A few years later, when I acquired a CD burner, I began the slow process of digitizing the analog sound from the cassette tapes that were in the best condition and burning my own audio CDs. I figured when I was done I’d start buying new CDs, but at that rate it would be 2009 before that happened.
So one fine day someone figures out that you can take a 28 MB AIFF file and compress it to a 3 MB .mp3 file that sounds just as good, and that means the music of a whole audio CD fits easily on your hard drive and is practical to download and upload over the internet, and there are no media costs involved. Having already paid for DSOTM, Fragile, Zoso, Leftoverture, etc., many times over, I lost no time acquiring for myself digital versions, believe me!
And what do you expect?
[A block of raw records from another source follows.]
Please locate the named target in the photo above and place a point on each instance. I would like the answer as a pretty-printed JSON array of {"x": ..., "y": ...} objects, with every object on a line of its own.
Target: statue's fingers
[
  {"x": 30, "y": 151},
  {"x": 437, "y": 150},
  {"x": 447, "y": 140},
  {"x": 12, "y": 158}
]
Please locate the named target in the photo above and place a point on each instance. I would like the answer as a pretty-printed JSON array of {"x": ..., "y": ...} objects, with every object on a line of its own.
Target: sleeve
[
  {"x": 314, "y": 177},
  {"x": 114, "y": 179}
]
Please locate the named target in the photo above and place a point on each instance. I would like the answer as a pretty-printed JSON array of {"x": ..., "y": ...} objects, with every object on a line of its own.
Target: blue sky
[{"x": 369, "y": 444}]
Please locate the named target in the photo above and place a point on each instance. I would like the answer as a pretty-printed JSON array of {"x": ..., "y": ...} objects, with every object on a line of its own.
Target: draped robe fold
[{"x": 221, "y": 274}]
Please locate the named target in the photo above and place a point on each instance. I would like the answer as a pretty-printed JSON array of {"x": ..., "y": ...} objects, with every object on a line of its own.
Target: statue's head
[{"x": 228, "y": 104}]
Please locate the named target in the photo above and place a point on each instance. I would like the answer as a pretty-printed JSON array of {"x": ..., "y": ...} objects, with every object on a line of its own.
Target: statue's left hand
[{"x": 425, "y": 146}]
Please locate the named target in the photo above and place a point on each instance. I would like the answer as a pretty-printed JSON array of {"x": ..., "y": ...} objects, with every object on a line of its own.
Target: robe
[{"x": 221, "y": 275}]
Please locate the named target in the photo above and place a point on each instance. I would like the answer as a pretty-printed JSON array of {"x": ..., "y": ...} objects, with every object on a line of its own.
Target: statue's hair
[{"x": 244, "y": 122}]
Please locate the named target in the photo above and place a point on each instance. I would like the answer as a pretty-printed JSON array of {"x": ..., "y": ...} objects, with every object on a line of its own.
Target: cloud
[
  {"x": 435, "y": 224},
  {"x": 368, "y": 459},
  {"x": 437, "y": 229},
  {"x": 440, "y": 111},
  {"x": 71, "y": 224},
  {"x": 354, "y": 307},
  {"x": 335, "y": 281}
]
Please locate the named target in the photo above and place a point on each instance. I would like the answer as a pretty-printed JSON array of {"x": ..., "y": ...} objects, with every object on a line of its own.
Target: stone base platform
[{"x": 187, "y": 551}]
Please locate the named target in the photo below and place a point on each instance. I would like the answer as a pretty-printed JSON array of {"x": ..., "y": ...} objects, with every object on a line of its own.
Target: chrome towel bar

Gee whiz, the recording companies are now very upset. “But you haven’t paid for this music, you evil pirates! We know there is no transfer of media involved, but it’s the music that counts”. Uh huh.
Dear Music Industry:
a) You greedy bastards owe us big-time for all the times we had to buy and rebuy our favorite music at full price when the only way to reacquire the music was to buy it on media. What you did then may have been legal and what you’re doing now may be legal, but this is a big part of why you don’t see many hearts bleeding for you over your revenue-losses to file sharing.
b) Your credibility would increase 90-fold if you made every song in your song vaults available for individual, by-the-song download at a reasonable price. You do that, and I’ll nod and embrace the new world where music is purchased by the music. The Apple Store model isn’t bad but I don’t want proprietary formats and time-limited copies that won’t play when I’m older; and it hasn’t escaped my notice that it’s a computer company that’s doing this and not the recording industry itself. You’re still selling music on media and clinging to that business model with great determination. Can I log into your corporate site right now and pay for and download a copy of the Stones’ “It’s Only Rock and Roll (but I like it)”? Nope. Do I want to go into the music store and buy a whole CD to get that one song, just so I can convert it to .mp3 and put it with the rest in my compilation? Nope. Do I want to buy and install Jaguar to get iTunes and Apple Music Store connectivity to download a copy of the tune in that weird proprietary format that won’t play in my preferred audio player and which has some kind of expiration date built into it, and burn a CD of it so I can convert it from CD to .mp3? Nope.
In short, y’all got a point, but it’s kind of dull and blunt and doesn’t pierce much. You aren’t making any of this easy on us or yourselves.